Initial prices for the apartments ranged from about $335,000 for a studio to about $3.5 million for a three-bedroom apartment.
Mr. Starck is quite flamboyant and in Mr. Dunlap’s article he was quoted as stating that the project, which will have a bowling alley, basketball and squash courts, lap pool and a small theater, will embody "honesty, respect, tenderness, surrealism, poetry, surprise, vision – which have no value on the other side of the street."
Residents, however, have unimpeded access to the roof at 23 Wall Street where Mr. Starck designed a garden with trees, teak decking, a large pool fed "by a tall, crook-shaped pipe, looking like a giant faucet," and a "topiary wall with window-like openings in which lanterns will hang." The view from the rooftop is spectacular as it looks directly at the highly decorative pediment of the New York Stock Exchange.

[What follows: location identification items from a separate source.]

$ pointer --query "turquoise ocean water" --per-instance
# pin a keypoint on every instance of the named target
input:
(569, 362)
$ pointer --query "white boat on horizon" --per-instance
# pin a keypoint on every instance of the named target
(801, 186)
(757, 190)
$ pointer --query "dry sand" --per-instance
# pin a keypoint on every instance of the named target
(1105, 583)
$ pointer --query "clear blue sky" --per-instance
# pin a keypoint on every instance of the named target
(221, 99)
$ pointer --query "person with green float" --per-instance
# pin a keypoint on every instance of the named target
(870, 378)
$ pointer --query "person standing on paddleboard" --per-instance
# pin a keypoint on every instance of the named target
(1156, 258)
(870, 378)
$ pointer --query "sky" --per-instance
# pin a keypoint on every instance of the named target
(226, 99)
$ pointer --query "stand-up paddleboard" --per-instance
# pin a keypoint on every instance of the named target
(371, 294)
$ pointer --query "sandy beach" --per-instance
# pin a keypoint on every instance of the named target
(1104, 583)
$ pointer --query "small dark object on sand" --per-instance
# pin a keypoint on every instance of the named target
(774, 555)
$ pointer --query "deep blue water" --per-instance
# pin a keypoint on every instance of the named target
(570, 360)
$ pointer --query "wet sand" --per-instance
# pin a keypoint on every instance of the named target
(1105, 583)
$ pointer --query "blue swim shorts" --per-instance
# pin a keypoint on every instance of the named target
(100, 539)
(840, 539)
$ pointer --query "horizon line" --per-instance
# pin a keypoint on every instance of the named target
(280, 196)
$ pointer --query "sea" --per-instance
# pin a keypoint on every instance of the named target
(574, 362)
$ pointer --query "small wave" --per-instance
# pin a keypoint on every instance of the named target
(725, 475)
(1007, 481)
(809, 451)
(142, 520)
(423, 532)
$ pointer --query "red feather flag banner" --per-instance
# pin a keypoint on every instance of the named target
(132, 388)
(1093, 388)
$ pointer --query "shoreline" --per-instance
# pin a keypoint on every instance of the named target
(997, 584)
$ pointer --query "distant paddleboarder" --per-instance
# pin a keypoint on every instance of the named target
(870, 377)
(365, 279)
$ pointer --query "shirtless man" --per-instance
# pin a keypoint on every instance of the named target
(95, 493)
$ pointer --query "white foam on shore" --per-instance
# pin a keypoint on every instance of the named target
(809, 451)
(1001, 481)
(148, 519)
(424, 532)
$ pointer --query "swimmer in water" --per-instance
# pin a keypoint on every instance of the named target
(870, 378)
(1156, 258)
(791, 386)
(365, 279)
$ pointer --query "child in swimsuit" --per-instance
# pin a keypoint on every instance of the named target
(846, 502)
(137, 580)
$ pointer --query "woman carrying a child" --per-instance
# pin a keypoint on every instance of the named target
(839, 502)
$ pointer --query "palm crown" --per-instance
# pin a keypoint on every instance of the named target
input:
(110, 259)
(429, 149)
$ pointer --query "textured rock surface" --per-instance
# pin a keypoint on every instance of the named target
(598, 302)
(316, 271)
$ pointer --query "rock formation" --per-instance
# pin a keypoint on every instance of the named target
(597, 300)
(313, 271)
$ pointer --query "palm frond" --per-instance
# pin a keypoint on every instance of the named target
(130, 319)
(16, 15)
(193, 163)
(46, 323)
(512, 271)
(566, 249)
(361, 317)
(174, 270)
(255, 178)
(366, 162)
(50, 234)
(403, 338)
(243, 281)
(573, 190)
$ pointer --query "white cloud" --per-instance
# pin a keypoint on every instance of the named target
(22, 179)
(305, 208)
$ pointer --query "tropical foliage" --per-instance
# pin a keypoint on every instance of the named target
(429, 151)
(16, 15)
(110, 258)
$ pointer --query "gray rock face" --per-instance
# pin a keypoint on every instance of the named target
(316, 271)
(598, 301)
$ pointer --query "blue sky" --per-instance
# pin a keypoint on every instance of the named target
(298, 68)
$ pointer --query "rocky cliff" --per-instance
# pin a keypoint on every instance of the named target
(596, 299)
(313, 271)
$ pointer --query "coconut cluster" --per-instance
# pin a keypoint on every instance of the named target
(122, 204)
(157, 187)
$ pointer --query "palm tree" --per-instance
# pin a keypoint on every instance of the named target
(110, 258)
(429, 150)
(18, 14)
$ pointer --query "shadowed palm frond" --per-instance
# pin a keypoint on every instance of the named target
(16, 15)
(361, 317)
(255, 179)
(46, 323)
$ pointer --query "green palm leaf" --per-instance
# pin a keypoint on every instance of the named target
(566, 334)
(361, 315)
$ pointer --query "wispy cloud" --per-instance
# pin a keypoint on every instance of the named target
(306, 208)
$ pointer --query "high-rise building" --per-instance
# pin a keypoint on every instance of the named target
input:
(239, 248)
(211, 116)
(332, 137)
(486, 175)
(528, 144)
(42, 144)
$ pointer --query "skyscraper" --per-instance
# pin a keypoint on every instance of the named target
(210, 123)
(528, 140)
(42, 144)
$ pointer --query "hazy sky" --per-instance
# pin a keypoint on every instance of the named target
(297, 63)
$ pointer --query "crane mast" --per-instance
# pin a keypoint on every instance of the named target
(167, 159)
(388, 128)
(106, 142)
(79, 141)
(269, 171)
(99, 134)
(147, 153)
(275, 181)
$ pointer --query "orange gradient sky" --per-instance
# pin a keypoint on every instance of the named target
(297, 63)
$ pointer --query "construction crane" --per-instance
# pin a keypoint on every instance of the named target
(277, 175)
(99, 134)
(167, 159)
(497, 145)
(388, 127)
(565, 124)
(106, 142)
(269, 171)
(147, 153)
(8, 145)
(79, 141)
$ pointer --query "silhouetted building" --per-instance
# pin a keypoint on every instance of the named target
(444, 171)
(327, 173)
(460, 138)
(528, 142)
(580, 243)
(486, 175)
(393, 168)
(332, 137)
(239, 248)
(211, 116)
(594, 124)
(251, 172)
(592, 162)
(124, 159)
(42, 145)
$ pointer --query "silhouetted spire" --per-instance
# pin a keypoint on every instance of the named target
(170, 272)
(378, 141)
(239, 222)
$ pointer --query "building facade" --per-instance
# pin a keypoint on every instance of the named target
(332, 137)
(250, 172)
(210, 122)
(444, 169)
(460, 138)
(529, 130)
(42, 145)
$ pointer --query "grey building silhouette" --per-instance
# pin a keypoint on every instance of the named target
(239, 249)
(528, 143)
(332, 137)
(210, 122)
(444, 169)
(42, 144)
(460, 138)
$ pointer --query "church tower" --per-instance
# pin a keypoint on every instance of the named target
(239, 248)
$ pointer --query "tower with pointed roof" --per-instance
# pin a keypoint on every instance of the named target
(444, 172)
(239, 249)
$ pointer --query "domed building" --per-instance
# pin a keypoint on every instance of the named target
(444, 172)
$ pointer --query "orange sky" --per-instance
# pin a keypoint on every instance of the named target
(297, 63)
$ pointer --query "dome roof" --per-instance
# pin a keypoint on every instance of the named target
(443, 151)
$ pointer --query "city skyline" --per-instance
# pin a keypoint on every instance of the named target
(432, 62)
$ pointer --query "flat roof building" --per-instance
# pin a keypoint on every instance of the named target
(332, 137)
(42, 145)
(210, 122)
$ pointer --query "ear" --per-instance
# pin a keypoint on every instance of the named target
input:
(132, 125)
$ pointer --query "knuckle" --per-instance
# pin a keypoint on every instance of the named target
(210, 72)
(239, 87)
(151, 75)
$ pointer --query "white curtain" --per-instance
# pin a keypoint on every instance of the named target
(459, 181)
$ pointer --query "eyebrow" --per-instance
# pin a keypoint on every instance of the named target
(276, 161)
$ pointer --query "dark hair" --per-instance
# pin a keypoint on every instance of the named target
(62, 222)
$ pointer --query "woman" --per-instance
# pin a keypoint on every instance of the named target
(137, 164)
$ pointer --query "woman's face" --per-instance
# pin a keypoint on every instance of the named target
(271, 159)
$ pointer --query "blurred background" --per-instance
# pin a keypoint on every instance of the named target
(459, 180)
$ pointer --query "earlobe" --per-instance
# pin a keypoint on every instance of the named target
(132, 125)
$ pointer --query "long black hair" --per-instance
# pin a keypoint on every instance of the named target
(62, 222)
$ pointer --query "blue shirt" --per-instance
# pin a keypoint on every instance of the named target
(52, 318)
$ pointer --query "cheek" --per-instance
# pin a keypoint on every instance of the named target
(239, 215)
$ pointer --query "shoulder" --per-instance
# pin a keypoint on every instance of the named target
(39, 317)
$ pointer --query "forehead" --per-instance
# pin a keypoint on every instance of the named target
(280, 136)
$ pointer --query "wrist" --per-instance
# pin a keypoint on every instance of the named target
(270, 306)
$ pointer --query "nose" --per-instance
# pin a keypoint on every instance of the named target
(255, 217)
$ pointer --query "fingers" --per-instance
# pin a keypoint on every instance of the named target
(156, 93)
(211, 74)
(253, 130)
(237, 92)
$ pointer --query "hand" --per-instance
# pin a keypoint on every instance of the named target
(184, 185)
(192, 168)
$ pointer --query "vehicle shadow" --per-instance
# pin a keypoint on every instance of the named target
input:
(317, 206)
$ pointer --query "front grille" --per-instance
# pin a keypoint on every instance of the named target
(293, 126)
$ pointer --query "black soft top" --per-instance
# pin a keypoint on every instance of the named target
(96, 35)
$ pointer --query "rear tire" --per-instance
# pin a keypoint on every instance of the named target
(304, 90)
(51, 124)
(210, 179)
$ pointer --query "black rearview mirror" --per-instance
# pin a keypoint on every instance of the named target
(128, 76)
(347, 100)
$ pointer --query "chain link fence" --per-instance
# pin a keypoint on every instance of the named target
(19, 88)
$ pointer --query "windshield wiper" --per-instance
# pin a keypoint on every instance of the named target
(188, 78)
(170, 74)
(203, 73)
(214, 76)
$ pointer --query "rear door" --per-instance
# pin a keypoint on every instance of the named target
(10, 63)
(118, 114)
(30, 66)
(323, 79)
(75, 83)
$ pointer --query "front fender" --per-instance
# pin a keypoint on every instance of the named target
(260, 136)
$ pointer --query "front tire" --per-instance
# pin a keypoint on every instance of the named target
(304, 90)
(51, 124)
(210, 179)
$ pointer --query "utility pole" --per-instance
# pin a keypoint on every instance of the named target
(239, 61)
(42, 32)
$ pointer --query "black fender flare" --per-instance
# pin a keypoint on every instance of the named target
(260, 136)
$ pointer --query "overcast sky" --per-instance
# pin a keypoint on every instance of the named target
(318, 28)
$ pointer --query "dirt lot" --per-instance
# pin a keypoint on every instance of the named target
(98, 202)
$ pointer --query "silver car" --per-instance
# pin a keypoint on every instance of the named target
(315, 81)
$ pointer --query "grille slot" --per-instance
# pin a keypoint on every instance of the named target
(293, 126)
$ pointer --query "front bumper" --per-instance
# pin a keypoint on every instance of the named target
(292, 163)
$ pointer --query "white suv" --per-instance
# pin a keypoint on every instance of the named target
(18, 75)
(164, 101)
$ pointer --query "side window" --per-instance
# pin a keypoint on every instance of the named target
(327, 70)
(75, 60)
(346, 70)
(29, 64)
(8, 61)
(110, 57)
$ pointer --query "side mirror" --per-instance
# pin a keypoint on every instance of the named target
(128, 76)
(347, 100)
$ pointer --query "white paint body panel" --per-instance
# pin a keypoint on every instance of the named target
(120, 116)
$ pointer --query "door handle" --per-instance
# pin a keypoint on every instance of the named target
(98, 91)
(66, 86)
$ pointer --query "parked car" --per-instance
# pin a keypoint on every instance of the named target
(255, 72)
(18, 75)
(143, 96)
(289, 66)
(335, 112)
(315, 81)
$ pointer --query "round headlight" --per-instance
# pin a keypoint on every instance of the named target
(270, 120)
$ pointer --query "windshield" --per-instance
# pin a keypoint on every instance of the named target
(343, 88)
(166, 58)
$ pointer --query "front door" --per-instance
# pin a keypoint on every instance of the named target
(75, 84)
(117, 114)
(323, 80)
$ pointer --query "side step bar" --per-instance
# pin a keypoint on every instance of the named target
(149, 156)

A 1,900-piece, Louis XV chandelier that hung in the main banking hall at 23 Wall Street was installed in the lobby of the Broad Street building and Mr. Dunlap’s article noted that it would hover "inches off the floor, with plasma screens displaying residents’ faces interspersed among the crystals."
15 Broad Street was designed by Trowbridge & Livingston in 1928. It replaced a building that had been occupied since 1891 by Davis, Polk & Wardwell, a law firm that moved out during its construction but returned and stayed there for another 35 years.
The bowling alley is in the basement in space that was once used as a shooting range for the bank’s security guards.
Shaya Boymelgreen, the president of LB Lev Leview/Boymelgreen came to the United States in 1969 and subsequently founded a bookstore, Eichlers, which specialized in Jewish literature. He later sold Eichlers and then went into the diamond business before entering real estate, starting with some projects on the Lower East Side and then doing some in Brooklyn.